MemoraAI models human memory using a three-tier system: Short-Term, Long-Term, and Episodic.

┌────────────────────────────────────────────────────────┐
│                    MEMORY LIFECYCLE                    │
├────────────────────────────────────────────────────────┤
│                                                        │
│  [Ingestion / Input]                                  │
│         │                                              │
│         ▼                                              │
│  [Short-Term Memory] ──► (Active Session Context)      │
│         │                                              │
│         ├─► (Every 5 messages: Extract facts)          │
│         ▼                                              │
│  [Long-Term Memory] ──► (Persistent User Facts)        │
│         │                                              │
│         ├─► (On New Session/Clear: Summarize)          │
│         ▼                                              │
│  [Episodic Memory]  ──► (Chronological Session Events) │
└────────────────────────────────────────────────────────┘
  1. Ingestion (Active Interaction):
    • Files (PDFs), URL contents, or plain texts are parsed, chunked via a token-based sliding window (700 tokens, 100 overlap), vectorized, and saved globally in the documents and chunks tables.
    • User chat inputs are immediately committed to the short_term_memory table.
  2. Short-Term Context Retention:
    • On every message query, the last 5 conversation pairs for the specific session_id are injected into the prompt context to maintain immediate dialog flow.
  3. Long-Term Fact Extraction (LTM):
    • For every 5 messages exchanged, a background extraction event executes.
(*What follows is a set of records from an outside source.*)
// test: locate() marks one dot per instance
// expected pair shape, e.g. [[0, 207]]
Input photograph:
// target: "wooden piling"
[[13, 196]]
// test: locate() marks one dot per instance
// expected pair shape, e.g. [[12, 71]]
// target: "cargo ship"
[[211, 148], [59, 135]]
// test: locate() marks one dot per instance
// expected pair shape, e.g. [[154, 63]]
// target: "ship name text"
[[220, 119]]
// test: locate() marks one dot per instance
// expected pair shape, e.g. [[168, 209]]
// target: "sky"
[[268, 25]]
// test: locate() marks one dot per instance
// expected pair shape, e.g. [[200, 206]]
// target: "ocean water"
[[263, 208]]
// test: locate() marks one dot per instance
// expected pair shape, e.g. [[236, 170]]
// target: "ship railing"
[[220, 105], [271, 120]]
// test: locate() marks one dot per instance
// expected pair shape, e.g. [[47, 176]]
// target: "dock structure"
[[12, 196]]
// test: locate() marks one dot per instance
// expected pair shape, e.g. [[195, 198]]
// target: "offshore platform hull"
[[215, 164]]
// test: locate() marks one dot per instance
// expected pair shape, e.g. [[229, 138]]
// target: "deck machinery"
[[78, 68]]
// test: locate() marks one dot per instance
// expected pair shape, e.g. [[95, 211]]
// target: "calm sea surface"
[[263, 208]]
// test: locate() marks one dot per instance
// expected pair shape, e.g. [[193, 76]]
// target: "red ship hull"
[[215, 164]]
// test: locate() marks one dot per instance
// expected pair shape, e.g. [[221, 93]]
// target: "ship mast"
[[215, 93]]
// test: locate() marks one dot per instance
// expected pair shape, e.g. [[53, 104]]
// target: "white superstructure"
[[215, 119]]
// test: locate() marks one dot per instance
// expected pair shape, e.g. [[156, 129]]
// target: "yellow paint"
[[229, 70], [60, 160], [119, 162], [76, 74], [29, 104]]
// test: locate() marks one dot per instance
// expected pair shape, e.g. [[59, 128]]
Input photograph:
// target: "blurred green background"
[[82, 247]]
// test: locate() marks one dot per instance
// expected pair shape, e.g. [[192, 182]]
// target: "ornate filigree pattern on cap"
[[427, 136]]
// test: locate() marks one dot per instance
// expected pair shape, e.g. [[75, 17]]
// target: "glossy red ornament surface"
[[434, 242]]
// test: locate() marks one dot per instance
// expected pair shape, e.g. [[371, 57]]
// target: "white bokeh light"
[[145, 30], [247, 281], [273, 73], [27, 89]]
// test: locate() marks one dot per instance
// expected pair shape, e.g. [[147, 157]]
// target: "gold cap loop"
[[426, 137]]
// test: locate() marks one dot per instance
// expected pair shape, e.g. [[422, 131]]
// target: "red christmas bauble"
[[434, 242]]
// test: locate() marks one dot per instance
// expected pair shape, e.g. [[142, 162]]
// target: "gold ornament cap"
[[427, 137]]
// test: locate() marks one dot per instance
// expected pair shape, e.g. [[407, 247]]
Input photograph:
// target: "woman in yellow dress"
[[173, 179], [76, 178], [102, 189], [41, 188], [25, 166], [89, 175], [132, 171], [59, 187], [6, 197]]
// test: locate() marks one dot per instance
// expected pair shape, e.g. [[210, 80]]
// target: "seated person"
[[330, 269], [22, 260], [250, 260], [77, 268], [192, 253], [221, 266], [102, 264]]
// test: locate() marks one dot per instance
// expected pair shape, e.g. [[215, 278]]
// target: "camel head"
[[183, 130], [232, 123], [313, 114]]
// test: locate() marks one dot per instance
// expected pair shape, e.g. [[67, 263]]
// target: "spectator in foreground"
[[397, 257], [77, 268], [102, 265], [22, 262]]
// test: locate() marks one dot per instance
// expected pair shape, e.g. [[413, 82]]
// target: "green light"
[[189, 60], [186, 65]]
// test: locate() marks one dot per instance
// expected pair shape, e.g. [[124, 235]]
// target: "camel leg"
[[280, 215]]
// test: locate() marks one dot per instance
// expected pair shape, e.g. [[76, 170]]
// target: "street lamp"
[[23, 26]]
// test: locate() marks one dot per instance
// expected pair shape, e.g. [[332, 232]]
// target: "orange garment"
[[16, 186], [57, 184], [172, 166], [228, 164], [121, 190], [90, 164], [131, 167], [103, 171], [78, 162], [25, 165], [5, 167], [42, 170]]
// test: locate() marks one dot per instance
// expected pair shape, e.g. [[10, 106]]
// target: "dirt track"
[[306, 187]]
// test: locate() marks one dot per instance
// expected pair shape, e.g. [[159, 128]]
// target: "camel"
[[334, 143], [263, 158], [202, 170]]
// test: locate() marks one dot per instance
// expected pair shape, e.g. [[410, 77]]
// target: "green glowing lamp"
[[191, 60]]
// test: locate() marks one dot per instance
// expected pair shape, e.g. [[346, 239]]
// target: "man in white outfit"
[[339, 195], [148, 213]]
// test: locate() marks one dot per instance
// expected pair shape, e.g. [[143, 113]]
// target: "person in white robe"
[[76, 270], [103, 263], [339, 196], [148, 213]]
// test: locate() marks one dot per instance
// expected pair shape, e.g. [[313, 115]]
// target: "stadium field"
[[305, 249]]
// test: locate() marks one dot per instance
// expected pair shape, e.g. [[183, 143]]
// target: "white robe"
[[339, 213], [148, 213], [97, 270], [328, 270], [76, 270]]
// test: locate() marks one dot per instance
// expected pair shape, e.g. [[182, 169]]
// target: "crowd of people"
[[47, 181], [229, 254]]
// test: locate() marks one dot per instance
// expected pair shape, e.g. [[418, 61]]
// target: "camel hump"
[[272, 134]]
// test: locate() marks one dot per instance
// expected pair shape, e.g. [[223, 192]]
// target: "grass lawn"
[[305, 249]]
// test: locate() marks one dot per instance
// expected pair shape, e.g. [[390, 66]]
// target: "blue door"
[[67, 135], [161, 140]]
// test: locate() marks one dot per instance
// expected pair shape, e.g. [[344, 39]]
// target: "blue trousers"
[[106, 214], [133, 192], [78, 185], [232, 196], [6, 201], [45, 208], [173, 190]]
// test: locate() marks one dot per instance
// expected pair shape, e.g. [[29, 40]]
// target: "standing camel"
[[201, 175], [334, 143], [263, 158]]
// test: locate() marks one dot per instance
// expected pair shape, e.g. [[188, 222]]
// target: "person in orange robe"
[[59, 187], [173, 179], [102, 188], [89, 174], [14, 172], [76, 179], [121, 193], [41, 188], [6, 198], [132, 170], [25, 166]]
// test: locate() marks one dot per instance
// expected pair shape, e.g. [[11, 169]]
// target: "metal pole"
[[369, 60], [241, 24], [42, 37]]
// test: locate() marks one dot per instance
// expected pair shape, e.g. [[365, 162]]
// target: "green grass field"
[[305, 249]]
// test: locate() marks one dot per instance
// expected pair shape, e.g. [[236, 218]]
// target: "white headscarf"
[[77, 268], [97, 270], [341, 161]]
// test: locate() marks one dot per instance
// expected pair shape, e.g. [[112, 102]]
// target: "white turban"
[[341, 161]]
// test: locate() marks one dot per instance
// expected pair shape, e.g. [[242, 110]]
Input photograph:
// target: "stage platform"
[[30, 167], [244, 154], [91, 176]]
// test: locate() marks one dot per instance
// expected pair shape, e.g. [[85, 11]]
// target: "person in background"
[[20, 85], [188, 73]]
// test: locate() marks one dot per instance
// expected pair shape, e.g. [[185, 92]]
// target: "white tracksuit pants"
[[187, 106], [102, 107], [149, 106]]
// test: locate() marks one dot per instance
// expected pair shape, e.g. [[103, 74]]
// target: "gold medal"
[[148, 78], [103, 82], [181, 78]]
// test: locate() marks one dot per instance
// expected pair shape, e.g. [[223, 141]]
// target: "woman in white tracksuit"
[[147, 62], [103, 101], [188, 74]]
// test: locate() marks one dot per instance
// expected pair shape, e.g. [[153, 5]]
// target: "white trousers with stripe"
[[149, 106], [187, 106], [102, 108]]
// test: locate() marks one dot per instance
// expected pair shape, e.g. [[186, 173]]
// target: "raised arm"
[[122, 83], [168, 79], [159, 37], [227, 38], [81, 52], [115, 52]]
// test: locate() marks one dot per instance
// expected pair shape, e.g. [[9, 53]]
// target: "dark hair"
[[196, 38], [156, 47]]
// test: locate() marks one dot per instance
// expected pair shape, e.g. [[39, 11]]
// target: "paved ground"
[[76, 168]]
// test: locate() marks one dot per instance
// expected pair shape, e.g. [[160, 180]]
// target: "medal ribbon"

The recent chat logs are evaluated by Gemini using structured JSON output schemas to distill personal user facts (e.g., "user works as a backend developer", "user prefers Python") into the long_term_memory table.
    • Relevant facts are retrieved and prepended to the system prompt dynamically on all future interactions.
  4. Episodic Summarization:
    • When a session is closed (via clicking "New Session" or "Clear Chat" in the UI), the system calls POST /api/v1/memory/episodic/summarize.
    • The full chat log is summarized, and key topics and sentiment metrics are extracted and saved to episodic_memory before clearing short-term tables.

⚖️ Tradeoffs

Engineering a production memory system requires balancing performance, cost, and complexity:

  • Periodic vs. Inline Extraction: We run Long-Term Memory (LTM) fact extraction asynchronously in the background every 5 messages rather than inline during every user query. Inline extraction increases user latency by ~1.5s and bloats token expenses, whereas periodic asynchronous extraction keeps user interactions sub-second while maintaining semantic updates.
  • Bi-Encoder Embeddings vs. Cross-Encoder Rerankers: Bi-encoder embeddings represent documents as static vectors for fast vector indexing, but cannot model complex query-context interactions. Cross-Encoders calculate deep cross-attention at runtime for superior accuracy but are compute-heavy. We run Vector+FTS first to retrieve 10 candidates, then run the Cross-Encoder only on those 10 candidates to maintain sub-100ms pipeline latencies while achieving high precision.
  • Global Supabase SQL Database vs. Session-Isolated Storage: Ingested documents are stored globally in PostgreSQL rather than inside session scopes. This allows cross-session discovery (any session can query any past document) but requires extra care to prevent cross-user data leakage by enforcing user-id filters at the database query level.

💡 Lessons Learned

  • LLM JSON Extraction Fragility: LLMs occasionally output unescaped quotes or nested markdown lists that crash standard parsers. In the offline evaluation engine (evaluator.py), we built an index-slicing backup parser (_parse_judge_json) that isolates brackets and keys to robustly extract scores and reasoning even if the JSON is malformed.
  • Vector Dimension Scaling Bottleneck: Upgrading the embedding model to a 3072-dimensional output caused Supabase pgvector indexing scripts to crash because pgvector ivfflat/hnsw indexes restrict vector dimensions to a maximum of 2000. We learned to disable the vector indexes to allow 3072-dimension vectors while using exact nearest-neighbor search, which remains sub-millisecond for our database size.
  • Port Collision and Proxy Loops: Running NestJS and Next.js both on port 3000 on Windows caused an infinite proxy loop because Next.js bound to IPv6 (::1) while NestJS bound to IPv4 (0.0.0.0). Standardizing the frontend on port 3001 and configuring explicit health and proxy re-writes in next.config.js fixed this loop.

🔮 Future Improvements

  1. Entity-Relation Graph Memory: Move LTM from flat key-value facts to a Neo4j Graph database representation. This would allow the agent to understand multi-degree relationships between concepts (e.g. knowing that "React" is related to "Next.js").
  2. Relevance Decay & Memory Pruning: Implement a chronological decay index ($e^{-\lambda t}$) on user facts. Facts that haven't been referenced in months or are contradicted by newer inputs would automatically prune or archive themselves.
  3. Adaptive Chunking: Replace fixed sliding-window chunking with semantic chunking that detects changes in topics, headings, or paragraph structures, preserving context bounds more cleanly.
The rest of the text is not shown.